Coffins Vs. Caskets

Is there a difference between the two?

As it turns out, yes.

Clifford A. Pickover, author of Death and the Afterlife: A Chronological Journey from Cremation to Quantum Resurrection, explains that there is a difference, if subtle at most: “The word coffin often is used broadly to include any boxlike funerary enclosure to hold the dead; however, at least in North America, the term usually denotes a box with six sides (plus a top and bottom), whereas a casket is rectangular with four sides” (9).

Pickover says that it was often the village carpenter who created coffins for his community. In the nineteenth and twentieth centuries, furniture makers would often moonlight as undertakers and had the double duty of creating coffins and caring for the dead. My great great grandfather did this in Pennsylvania – his store Holcombe Furniture also served as the town’s undertaking residence, where he and his family made the caskets and readied the dead for burial.

vb-holcombe
Holcombe Furniture and Undertaking, to the left just above the horse carriage, in Dushore, PA. Photo via V.B. Holcombe and Sons.

Before the nineteenth century, coffins and caskets were not a regular requirement for burial – simply a shroud (a death garment) would do. Today, this tradition is being revived in the form of green burials, which eschew practices such as embalming and anything that might inhibit the body from decomposing in the most natural way possible. Bodies are often buried in a shroud decorated with flowers and other greenery, and are placed directly into the ground. Sometimes they are also placed into a biodegradable coffin.

coffincirca1868
An example of a nineteenth century safety coffin. Photo via Vox. 

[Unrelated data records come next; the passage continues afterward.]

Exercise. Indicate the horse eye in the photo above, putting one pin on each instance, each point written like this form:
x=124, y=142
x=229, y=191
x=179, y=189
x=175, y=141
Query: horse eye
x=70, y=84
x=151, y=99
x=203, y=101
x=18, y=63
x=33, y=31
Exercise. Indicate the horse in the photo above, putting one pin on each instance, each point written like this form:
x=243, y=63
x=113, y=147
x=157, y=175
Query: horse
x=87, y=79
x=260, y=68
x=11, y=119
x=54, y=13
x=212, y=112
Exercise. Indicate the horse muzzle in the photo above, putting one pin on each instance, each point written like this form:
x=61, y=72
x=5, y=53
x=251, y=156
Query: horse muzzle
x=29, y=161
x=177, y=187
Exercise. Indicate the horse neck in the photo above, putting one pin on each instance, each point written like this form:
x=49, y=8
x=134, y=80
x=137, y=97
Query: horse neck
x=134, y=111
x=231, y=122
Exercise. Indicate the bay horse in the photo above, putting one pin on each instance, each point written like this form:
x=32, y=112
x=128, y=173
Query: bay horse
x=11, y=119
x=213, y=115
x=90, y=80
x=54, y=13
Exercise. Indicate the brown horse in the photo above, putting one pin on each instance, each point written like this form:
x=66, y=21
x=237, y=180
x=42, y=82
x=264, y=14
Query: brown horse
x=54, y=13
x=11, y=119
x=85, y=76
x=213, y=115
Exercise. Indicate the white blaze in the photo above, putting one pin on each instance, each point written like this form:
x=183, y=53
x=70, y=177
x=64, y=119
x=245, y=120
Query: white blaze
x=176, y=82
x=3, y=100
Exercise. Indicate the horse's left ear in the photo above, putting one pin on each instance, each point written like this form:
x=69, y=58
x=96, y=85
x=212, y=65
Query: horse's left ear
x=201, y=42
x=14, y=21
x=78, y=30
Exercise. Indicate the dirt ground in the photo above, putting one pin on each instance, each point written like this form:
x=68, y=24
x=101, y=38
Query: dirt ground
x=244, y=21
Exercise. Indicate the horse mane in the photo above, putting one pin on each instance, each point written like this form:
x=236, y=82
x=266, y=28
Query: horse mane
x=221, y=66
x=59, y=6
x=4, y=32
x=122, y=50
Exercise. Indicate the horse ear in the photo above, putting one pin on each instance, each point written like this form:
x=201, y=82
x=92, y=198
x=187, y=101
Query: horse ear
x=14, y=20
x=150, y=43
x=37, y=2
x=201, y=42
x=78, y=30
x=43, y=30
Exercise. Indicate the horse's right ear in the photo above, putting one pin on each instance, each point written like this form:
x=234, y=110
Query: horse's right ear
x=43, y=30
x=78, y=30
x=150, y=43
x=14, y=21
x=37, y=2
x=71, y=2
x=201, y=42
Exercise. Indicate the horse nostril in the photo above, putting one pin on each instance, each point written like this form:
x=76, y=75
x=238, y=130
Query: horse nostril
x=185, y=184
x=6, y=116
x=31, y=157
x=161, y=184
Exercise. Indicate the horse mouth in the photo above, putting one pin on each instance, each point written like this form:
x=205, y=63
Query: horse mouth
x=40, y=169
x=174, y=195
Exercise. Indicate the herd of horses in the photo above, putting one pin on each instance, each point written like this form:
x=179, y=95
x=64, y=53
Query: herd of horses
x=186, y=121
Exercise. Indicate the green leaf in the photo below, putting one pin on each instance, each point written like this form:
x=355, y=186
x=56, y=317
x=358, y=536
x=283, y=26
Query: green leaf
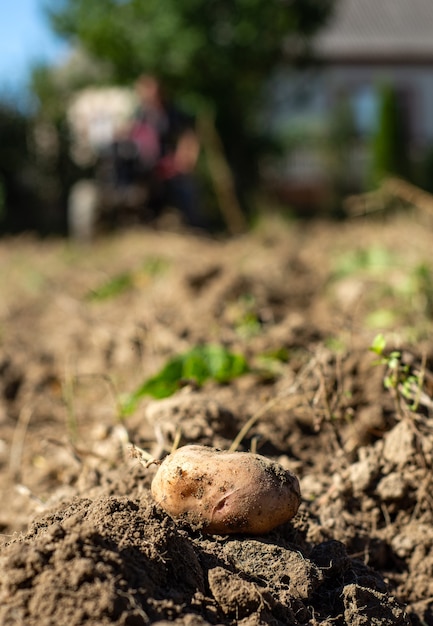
x=199, y=364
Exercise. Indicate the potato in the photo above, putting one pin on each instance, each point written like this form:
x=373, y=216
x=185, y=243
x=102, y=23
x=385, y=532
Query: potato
x=225, y=492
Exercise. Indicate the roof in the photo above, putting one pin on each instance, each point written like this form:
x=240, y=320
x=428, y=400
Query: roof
x=381, y=30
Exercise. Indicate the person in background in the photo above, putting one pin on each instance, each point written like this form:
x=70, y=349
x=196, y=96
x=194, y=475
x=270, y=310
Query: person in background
x=161, y=145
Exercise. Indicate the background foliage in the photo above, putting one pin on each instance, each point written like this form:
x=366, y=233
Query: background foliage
x=216, y=55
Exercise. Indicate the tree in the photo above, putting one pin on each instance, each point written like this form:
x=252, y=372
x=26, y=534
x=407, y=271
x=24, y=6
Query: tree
x=216, y=55
x=390, y=145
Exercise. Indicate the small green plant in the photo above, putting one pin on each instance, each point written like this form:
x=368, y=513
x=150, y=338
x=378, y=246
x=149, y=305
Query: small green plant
x=199, y=364
x=405, y=384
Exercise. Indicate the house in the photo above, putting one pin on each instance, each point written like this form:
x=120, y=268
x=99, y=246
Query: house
x=365, y=44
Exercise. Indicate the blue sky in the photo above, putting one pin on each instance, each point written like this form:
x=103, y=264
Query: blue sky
x=25, y=39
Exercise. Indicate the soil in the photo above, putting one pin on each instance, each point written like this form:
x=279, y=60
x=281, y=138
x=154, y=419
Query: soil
x=82, y=540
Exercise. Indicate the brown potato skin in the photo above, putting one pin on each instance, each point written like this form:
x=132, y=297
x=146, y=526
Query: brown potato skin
x=225, y=492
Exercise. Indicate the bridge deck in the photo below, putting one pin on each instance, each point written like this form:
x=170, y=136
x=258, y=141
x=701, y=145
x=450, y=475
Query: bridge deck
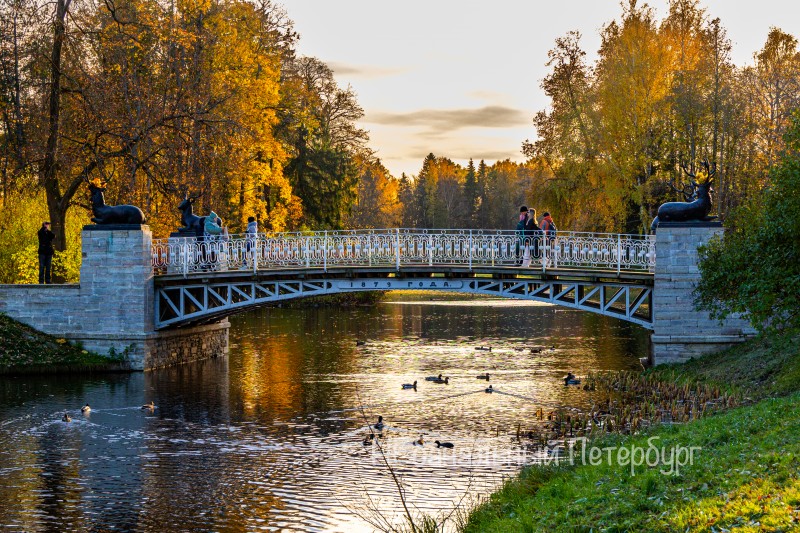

What you don’t see today, however, are waiting mortuaries, or where bodies were placed to “wait” before burial in case they happened to actually be alive, as well as what Pickover calls “safety coffins,” which were popular in the 1800s and used to help assuage fears about premature burial: “A safety coffin patented in 1897 involved a ball placed on the corpse’s chest. A slight movement would release a spring that caused a flag to be raised above the ground. However, this device was impractical and was sensitive to small movements arising from corpse decomposition” (9).

Sources:

Pickover, Clifford A. Death and the Afterlife: A Chronological Journey from Cremation to Quantum Resurrection. New York: Sterling, n.d. Print.